9th Circuit upholds use-of-minor enhancement for recruiting minor as drug seller. (455) Section 3B1.4 of the guidelines requires a two-level enhancement if the defendant used or attempted to use a minor to commit the offense. Defendant fronted methamphetamine to a minor to sell for him and threatened her if she did not pay for the drugs. The minor testified that defendant insisted that the she take a pound of methamphetamine to sell even though she wanted only an ounce. Defendant also ordered the minor to keep track of the proceeds of the drugs she sold. The Ninth Circuit held that the evidence was sufficient to show that defendant engaged in training, intimidating, and encouraging the minor and upheld a two-level enhancement under § 3B1.4. U.S. v. Garcia, 497 F.3d 964 (9th Cir. 2007).

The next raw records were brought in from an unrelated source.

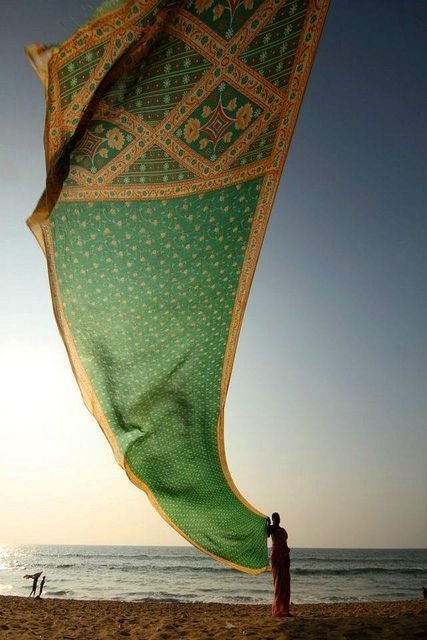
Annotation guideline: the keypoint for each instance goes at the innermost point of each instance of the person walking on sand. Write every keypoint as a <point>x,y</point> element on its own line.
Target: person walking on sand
<point>280,565</point>
<point>35,577</point>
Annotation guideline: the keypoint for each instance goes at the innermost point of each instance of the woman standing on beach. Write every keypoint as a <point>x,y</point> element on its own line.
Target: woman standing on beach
<point>280,565</point>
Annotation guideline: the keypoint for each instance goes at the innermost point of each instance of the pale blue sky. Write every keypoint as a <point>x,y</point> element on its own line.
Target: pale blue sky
<point>327,413</point>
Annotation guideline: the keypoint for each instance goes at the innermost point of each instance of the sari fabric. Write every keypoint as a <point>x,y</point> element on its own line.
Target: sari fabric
<point>167,127</point>
<point>280,566</point>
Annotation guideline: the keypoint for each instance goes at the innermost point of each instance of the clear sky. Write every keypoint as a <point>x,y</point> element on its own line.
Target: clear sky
<point>327,412</point>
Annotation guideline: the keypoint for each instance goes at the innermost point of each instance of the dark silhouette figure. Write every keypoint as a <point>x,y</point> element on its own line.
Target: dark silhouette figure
<point>41,586</point>
<point>35,577</point>
<point>280,565</point>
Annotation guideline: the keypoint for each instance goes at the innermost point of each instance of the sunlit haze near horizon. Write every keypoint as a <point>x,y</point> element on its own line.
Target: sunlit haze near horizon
<point>326,419</point>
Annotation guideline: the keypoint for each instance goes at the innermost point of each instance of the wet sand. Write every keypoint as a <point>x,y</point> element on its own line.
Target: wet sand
<point>54,619</point>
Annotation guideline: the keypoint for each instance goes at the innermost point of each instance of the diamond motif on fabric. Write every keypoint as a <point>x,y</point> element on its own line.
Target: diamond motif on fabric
<point>218,122</point>
<point>159,83</point>
<point>101,143</point>
<point>226,17</point>
<point>155,166</point>
<point>272,53</point>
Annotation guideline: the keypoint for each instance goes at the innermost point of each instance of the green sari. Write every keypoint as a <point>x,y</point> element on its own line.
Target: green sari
<point>167,128</point>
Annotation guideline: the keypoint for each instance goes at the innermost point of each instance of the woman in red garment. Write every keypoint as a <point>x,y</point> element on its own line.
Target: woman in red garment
<point>280,565</point>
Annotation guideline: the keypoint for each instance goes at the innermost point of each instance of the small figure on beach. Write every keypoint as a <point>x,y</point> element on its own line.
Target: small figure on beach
<point>41,586</point>
<point>280,565</point>
<point>35,577</point>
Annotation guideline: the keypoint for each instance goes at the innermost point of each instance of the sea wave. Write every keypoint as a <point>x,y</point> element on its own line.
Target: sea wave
<point>359,571</point>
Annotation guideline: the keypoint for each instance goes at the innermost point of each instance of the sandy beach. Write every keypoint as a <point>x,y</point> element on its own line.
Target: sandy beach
<point>53,619</point>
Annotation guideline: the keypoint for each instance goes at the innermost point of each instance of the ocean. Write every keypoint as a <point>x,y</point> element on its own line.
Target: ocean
<point>184,574</point>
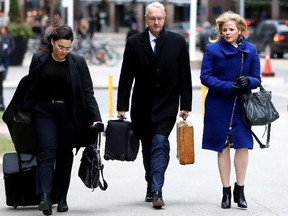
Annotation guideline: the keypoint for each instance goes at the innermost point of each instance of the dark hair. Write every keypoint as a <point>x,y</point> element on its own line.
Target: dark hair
<point>57,33</point>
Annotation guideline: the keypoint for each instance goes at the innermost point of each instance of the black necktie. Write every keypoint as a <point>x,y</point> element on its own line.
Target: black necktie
<point>155,47</point>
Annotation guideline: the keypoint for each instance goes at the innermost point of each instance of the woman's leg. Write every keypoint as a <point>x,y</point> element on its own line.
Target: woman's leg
<point>241,164</point>
<point>224,166</point>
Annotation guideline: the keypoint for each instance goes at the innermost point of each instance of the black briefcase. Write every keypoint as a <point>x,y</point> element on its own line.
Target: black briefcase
<point>121,142</point>
<point>20,180</point>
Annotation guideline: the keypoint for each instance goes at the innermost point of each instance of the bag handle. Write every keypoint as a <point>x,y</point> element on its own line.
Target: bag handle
<point>267,140</point>
<point>103,186</point>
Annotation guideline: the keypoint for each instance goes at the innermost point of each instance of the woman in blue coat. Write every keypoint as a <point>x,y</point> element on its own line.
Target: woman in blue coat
<point>230,67</point>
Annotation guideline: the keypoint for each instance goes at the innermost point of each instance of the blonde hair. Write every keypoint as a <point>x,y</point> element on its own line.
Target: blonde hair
<point>155,5</point>
<point>229,16</point>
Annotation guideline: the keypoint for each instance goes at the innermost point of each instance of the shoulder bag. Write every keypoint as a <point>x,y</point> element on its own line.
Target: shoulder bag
<point>258,109</point>
<point>91,167</point>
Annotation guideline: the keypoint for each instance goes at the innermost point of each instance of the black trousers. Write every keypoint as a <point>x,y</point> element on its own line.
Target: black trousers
<point>155,152</point>
<point>55,133</point>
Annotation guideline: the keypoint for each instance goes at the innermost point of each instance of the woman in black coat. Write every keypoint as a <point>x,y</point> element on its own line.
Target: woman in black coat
<point>58,91</point>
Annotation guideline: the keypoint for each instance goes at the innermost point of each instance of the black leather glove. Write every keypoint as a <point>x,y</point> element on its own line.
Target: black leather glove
<point>236,89</point>
<point>243,81</point>
<point>99,126</point>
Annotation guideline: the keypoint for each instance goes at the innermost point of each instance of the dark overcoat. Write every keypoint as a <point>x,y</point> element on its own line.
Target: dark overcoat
<point>160,81</point>
<point>84,105</point>
<point>220,68</point>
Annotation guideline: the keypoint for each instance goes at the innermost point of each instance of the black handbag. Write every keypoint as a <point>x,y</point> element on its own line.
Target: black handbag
<point>23,133</point>
<point>258,110</point>
<point>91,167</point>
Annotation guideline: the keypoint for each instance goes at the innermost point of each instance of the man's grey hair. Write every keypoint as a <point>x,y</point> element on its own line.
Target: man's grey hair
<point>155,5</point>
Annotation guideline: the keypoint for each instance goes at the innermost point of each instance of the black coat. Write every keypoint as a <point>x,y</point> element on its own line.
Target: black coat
<point>160,82</point>
<point>84,105</point>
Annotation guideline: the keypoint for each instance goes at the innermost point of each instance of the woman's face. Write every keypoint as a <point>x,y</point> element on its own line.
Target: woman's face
<point>61,48</point>
<point>230,32</point>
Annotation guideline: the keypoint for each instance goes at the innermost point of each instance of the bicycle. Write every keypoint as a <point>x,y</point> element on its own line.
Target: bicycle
<point>103,53</point>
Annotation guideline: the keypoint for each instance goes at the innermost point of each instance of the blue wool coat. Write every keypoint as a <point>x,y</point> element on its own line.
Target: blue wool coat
<point>221,66</point>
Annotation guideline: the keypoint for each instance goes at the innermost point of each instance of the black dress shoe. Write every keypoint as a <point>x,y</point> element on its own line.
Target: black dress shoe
<point>158,200</point>
<point>62,206</point>
<point>149,195</point>
<point>48,212</point>
<point>45,203</point>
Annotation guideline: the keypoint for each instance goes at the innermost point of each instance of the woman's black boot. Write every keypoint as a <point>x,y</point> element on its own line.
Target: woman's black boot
<point>226,199</point>
<point>239,197</point>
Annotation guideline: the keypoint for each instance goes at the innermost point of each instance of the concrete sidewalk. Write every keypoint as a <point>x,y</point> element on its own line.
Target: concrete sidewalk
<point>189,190</point>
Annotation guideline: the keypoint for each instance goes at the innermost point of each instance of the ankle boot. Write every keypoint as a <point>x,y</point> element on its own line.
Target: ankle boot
<point>239,197</point>
<point>226,199</point>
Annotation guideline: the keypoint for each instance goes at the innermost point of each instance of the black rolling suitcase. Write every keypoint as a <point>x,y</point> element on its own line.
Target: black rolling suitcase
<point>20,180</point>
<point>121,142</point>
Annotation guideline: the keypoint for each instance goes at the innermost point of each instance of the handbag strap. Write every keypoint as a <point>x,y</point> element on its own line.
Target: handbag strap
<point>267,140</point>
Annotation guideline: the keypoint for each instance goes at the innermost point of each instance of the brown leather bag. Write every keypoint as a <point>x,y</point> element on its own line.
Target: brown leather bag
<point>185,143</point>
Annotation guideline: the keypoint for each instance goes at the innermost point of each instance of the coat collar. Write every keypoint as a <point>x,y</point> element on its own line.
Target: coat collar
<point>229,49</point>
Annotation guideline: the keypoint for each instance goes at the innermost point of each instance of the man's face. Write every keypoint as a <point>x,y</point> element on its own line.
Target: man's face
<point>155,20</point>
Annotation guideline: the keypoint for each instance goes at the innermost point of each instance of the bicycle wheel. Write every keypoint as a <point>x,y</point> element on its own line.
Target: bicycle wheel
<point>111,57</point>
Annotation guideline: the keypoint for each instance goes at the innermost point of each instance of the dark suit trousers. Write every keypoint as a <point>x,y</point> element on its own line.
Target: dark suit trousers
<point>54,128</point>
<point>156,159</point>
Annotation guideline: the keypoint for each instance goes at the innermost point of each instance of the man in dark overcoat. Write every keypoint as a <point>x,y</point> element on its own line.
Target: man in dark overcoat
<point>161,74</point>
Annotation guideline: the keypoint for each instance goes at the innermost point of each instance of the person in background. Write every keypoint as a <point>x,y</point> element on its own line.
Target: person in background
<point>7,45</point>
<point>230,67</point>
<point>58,91</point>
<point>57,20</point>
<point>206,35</point>
<point>162,84</point>
<point>132,30</point>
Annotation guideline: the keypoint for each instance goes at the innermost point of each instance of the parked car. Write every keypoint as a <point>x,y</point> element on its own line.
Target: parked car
<point>271,36</point>
<point>183,28</point>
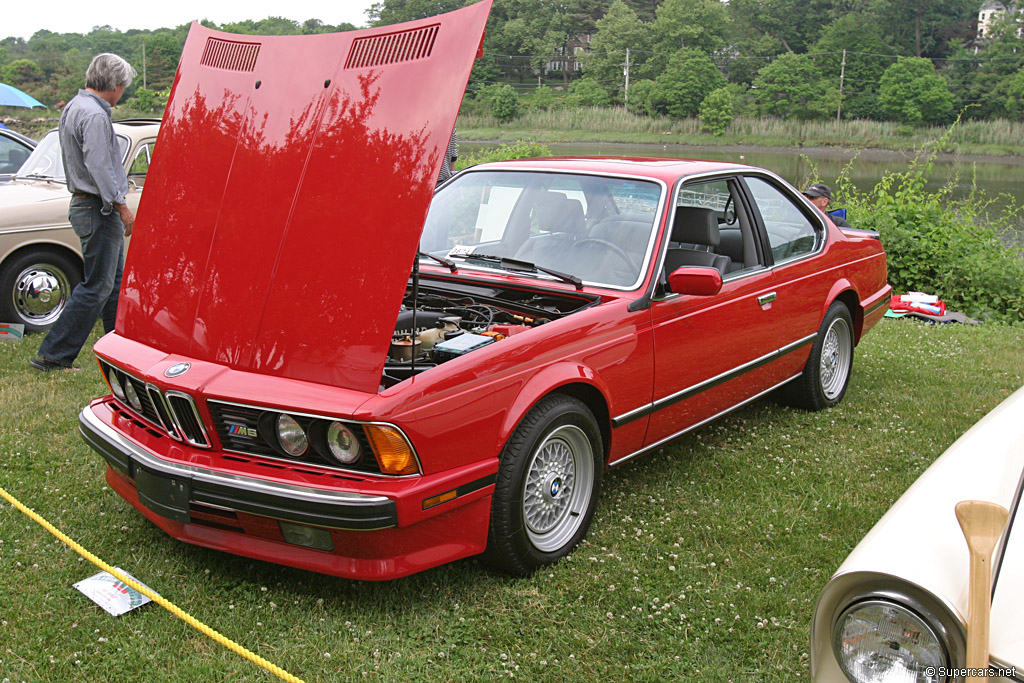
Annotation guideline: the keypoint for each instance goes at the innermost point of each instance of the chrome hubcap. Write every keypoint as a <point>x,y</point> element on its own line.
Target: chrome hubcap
<point>41,293</point>
<point>559,484</point>
<point>837,352</point>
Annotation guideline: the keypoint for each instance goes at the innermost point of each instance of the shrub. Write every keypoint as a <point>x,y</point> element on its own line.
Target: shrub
<point>716,112</point>
<point>518,150</point>
<point>503,100</point>
<point>942,246</point>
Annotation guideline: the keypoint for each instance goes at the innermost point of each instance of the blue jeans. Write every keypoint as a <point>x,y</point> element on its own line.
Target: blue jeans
<point>103,257</point>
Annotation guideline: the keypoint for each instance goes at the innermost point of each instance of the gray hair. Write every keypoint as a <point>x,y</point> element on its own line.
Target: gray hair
<point>107,72</point>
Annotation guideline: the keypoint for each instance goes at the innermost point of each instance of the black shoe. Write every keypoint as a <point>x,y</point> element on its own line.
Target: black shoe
<point>45,366</point>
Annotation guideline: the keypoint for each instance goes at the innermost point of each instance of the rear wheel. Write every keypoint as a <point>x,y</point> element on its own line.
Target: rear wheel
<point>35,287</point>
<point>548,482</point>
<point>826,374</point>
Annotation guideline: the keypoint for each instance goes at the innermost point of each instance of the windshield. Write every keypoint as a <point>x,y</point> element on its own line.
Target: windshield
<point>45,159</point>
<point>595,227</point>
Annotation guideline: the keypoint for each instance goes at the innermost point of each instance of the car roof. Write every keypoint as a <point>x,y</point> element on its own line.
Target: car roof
<point>653,167</point>
<point>14,135</point>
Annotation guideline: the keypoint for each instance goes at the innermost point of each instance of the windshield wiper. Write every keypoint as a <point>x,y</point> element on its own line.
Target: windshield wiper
<point>523,266</point>
<point>449,263</point>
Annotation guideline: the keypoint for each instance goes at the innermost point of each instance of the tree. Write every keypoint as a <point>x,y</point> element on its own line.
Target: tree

10th Circuit upholds increase for using juvenile in murder conspiracy. (455) Defendant was involved in a conspiracy to kill a witness. Defendant challenged the district court’s finding that she enlisted the help of two juveniles in the murder conspiracy. The two juveniles assisted in transporting the stolen car from defendant’s home in Kansas City, Kansas to Lawrence, Kansas, where the victim was to be killed. The Tenth Circuit affirmed a §3B1.4 increase for using a juvenile. Although defendant argued that transporting the vehicle was not part of the offense, the juveniles were needed because the co-conspirator had refused to drive the stolen vehicle to Lawrence, where the victim was to be killed. U.S. v. Ivory, 532 F.3d 1095 (10th Cir. 2008).
11th Circuit applies use of minor increase for placing baby on top of cocaine to hide drugs. (455) Defendant, sitting in the front passenger seat of a car, allegedly placed a baby on top of the cocaine next to him to conceal the cocaine. Defendant claimed that the baby was in the back in a car seat. However, a confidential informant who bought cocaine from defendant testified that defendant was in the front passenger seat of the car with the infant, an eight-or-nine-month baby; and had placed the baby down next to him. The informant testified that she did not see the cocaine before defendant handed it to her because the infant had been sitting on top of the cocaine. Defendant had “reached his hand under the baby’s butt” to get the cocaine. The baby was snuggled up next to defendant’s body. The Eleventh Circuit upheld a § 3B1.3 increase for use of a minor. During the drug deal, defendant took the affirmative step of physical placing the baby on top of the cocaine in the front seat of the car and next to him, effectively using the baby as a human shield to conceal his cocaine from anyone who might look into the vehicle. U.S. v. Futch, 518 F.3d 887 (11th Cir. 2008).